原來有村民提出搬遷那天晚放花爆竹,煙花爆竹所用火藥是務華夏民族四大發明之一,這種殺傷力巨大的物質華夏人加工成煙花爆竹嚇鬼,或在慶典上燃放,從古到今已經形成了獨特的文明,執政黨說這種行爲浪費、陋習,給嚴令禁止了,家和縣的縣城鎮和玉泉鎮,縣人大表決通過了這項決定。
齊昊同樣想也不想說:“只要搬遷村民高興,燃放煙花爆竹有什麼不可以?”
熊豔梅驚喜道:“齊縣長,真的同意了啊!”
齊昊說:“這不是我同不同意的問題,是人民羣衆有權利決定自己的高興方式!”
的確是這樣一個問題,在華夏國,老百姓這樣不許、那樣不行,官員們卻能憑藉手中的權利可以搞任何形式的花天酒地,同是一個國家的人,人爲的製造出森嚴等級,有人進了幸福天堂、有人卻淪落苦難深淵,這本生就是人爲的不平等,放煙花爆竹一個小小要求,有什麼不可以!

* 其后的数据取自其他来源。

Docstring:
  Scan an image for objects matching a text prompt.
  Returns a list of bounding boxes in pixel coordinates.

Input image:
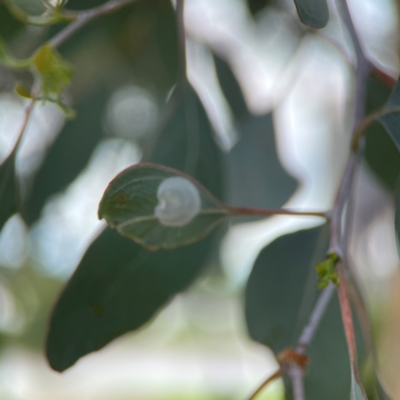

熊豔梅立即把齊昊的意見吩咐下去,然後對齊昊說:“齊縣長,去看看竈房吧,到那裡就知道什麼是萬人宴了!”
齊昊、熊豔梅、範五斤順着街道走去,一路上碰着的人忙忙碌碌喜氣洋洋,呼叫齊書記的人絡繹不絕,夜晚的鳳凰新村,盪漾着濃厚的節日喜慶氣氛。
幾人來到街口,好傢伙,在一個露天大壩裡,燈火通明,差不多壘了十來個大竈,十來口大鍋安上去了,蒸籠重疊得給房屋一樣高,旁邊放着十來個嶄新的四人擡甄子,一個新開挖的池裡全是魚、至少有二十頭肥豬睡那裡哼哧哼哧的,柵欄裡圍着數不過來的雞、鴨,小菜擺了半個壩子,碗盆盤碟更是堆積如山,露天廚房忙碌着幾十個人。
萬人宴,真還不是說來玩的,萬人進餐,什麼概念呀!
齊昊看着幾十個人,他總覺得少了什麼人,一下子想到了,這裡應該有防疫人員、還要有警察,這麼多人吃飯,關鍵是省領導也要在這裡進餐,食物安全不能掉以輕心。他對旁邊的凡大雨耳語,凡大雨立即離開打電話去了。
一個五十來歲的男人正在安排提調這一攤子,見他從容不迫的樣子,就知道他有一定的指揮協調能力,不消說,他是萬人宴的總指揮。
熊豔梅向那人招下手,那人樂滋滋樣子跑過來:“齊書記、熊鎮長,檢查工作啊,有不對的地方,多多批評指示!”
齊昊笑道:“辛苦了,你是總管!”
那人笑道:“他們叫我幹,我就試着幹,扯這麼大的場夥,做下來還不知道讓大家滿不滿意呢!”
齊昊說:“看你的鋪排就知道做出的萬人餐人人滿意!”
那人樂呵呵說:“齊書記別表揚我了,衆口難調,沒人罵,就求之不得了!”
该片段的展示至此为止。